Door de jaren heen hebben de wetenschappers verschillende elektrische patronen voor hun computersysteem ontwikkeld. Het brein herkent die verschillende signalen als aanraking met verschillende structuren. Zo kan Spetic nu schuurpapier onderscheiden, een geribbeld oppervlak en heeft hij meer controle over zijn knijpkracht in bijvoorbeeld een druif. Met behulp van de drie elektrodes kan hij op negentien verschillende plekken in zijn hand weer ‘voelen’. 'Als ik verbonden ben met de computer is het heel makkelijk om een druif te pakken, maar als hij uit staat, produceer ik veel druivensap', zegt de patiënt in een persbericht van Case Western Reserve University, die de techniek ontwikkelde.
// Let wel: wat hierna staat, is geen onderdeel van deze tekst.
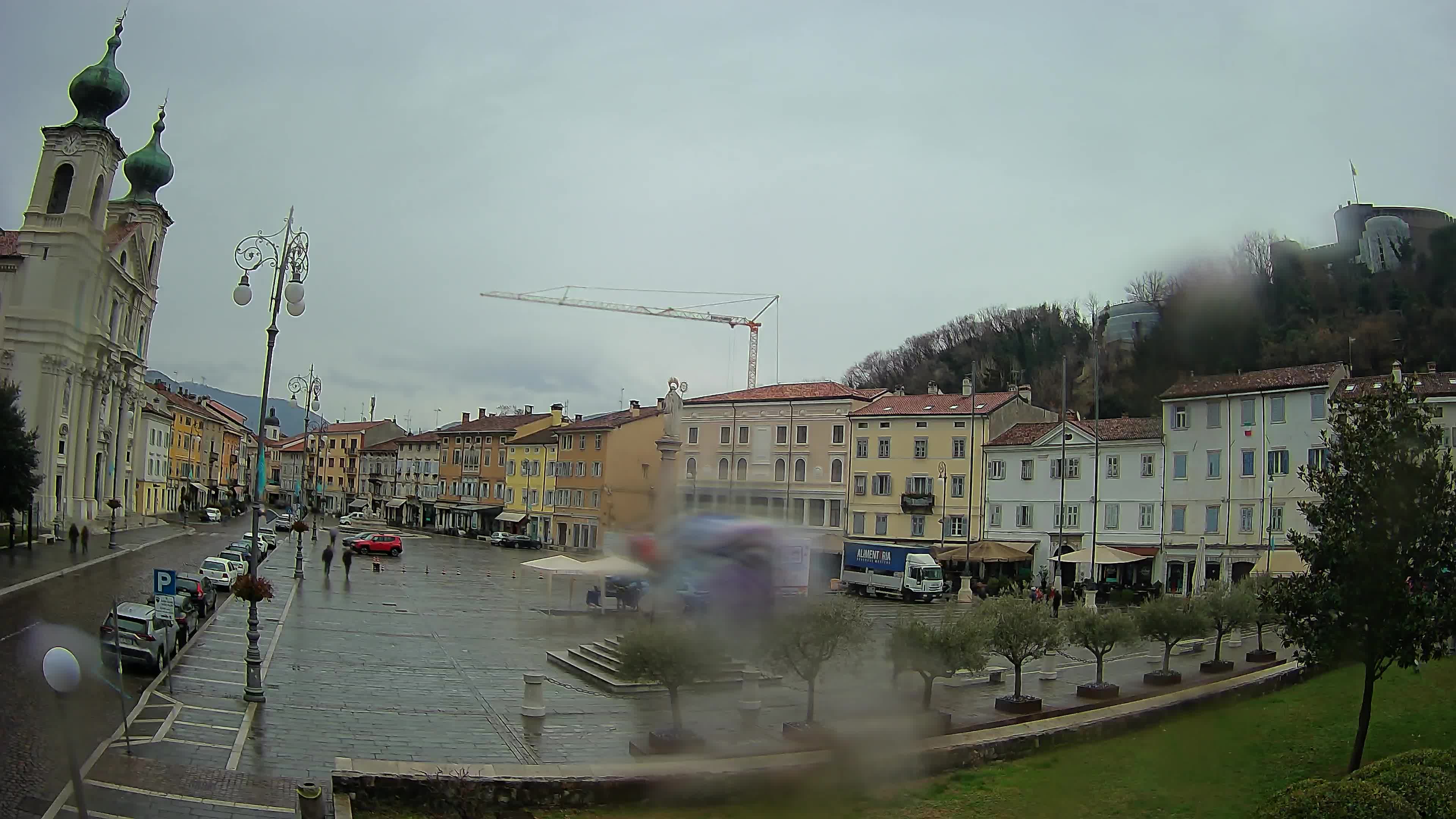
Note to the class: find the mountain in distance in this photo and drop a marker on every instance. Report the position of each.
(290, 419)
Groot bijkomend voordeel is dat Spetic geen last meer heeft van fantoompijn. Ook de tweede patiënt, Keith Vonderhuevel, geeft aan dat die pijn bijna verdwenen is. Nadeel van de techniek van Tyler is dat patiënten alleen in een lab kunnen voelen maar Tyler is hoopvol dat hij over een paar jaar zo ver is dat er een systeem is dat patiënten mee naar huis kunnen nemen.
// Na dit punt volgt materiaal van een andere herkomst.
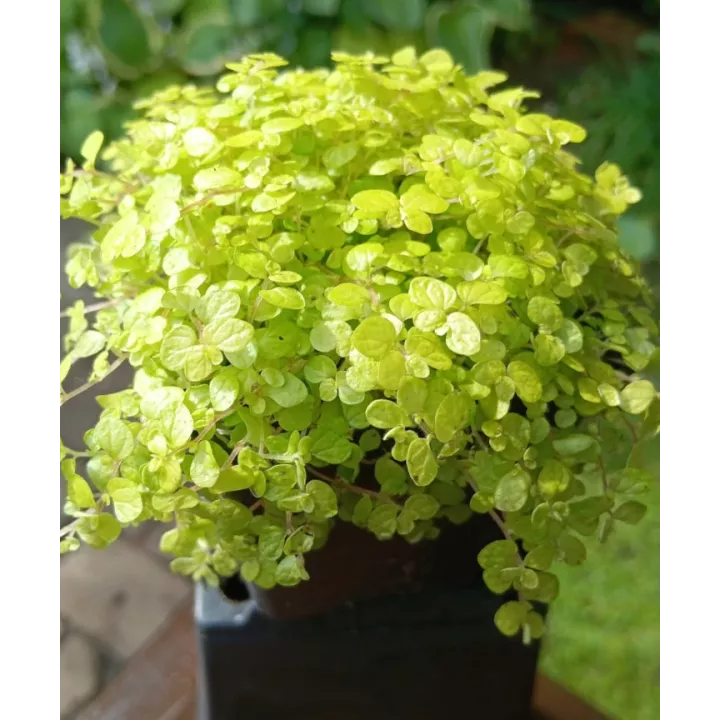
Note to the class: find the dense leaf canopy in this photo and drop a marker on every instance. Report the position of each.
(389, 266)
Dat kan al bij de techniek van onderzoeker Ortiz-Catalan. Zijn patiënt, een vrachtwagenchauffeur uit Noord-Zweden, kan sinds de operatie zelfs de veters van zijn kinderen weer strikken en eieren pakken. De interface die hij kreeg, werkt twee kanten op; het kan zowel signalen van de prothese naar het brein sturen als ze ontvangen. Bij de methode van Ortiz-Catalan sluiten de wetenschappers de elektrodes ook op de ‘armband’-manier op de zenuwen aan. Daarnaast brengen ze elektrodes in contact met de spieren. Door de directe verbinding kan de patiënt zijn prothese preciezer bewegen en daardoor makkelijker kleine objecten pakken. Door de korte afstand tussen bron en elektrode kan activiteit van andere spieren de signalen niet verstoren. Hierdoor heeft de patiënt meer controle. Ook Ortiz-Catalan is optimistisch over de toekomst en hoopt dat zijn methode op korte termijn voor meer patiënten beschikbaar komt.

Veelbelovend

Alhoewel het nog maar om drie proefpersonen en hun observaties gaat, zijn de resultaten veelbelovend te noemen, vinden ook de twee auteurs van een beschouwend artikel dat in dezelfde editie van Science Translational Medicine verscheen. Ook revalidatiearts Henk van de Meent uit het Nijmeegse Radboudumc is enthousiast. Samen met traumachirurg Jan Paul Frölke past hij als enige arts in Nederland de klikprothese toe bij mensen met een beenamputatie. En een paar maanden terug plaatsten ze succesvol de eerste armklikprothese. Van de Meent: ‘Ik vind de resultaten geweldig fraai. Voor een beenprothese zijn ze minder relevant omdat je in je been een minder fijne motoriek nodig hebt. Met een been moet je voornamelijk kunnen staan en lopen. Daar heb je minder geavanceerde techniek voor nodig, de huidige computergestuurde beenprothesen voorzien hier al in. Maar voor de armklikprothese zijn dit prachtige resultaten en ik denk dat een toepassing voor een grotere patiëntengroep niet ver weg is.’

Met de prothese kan een patiënt delicate taken uitvoeren, zoals druiven van een tros plukken.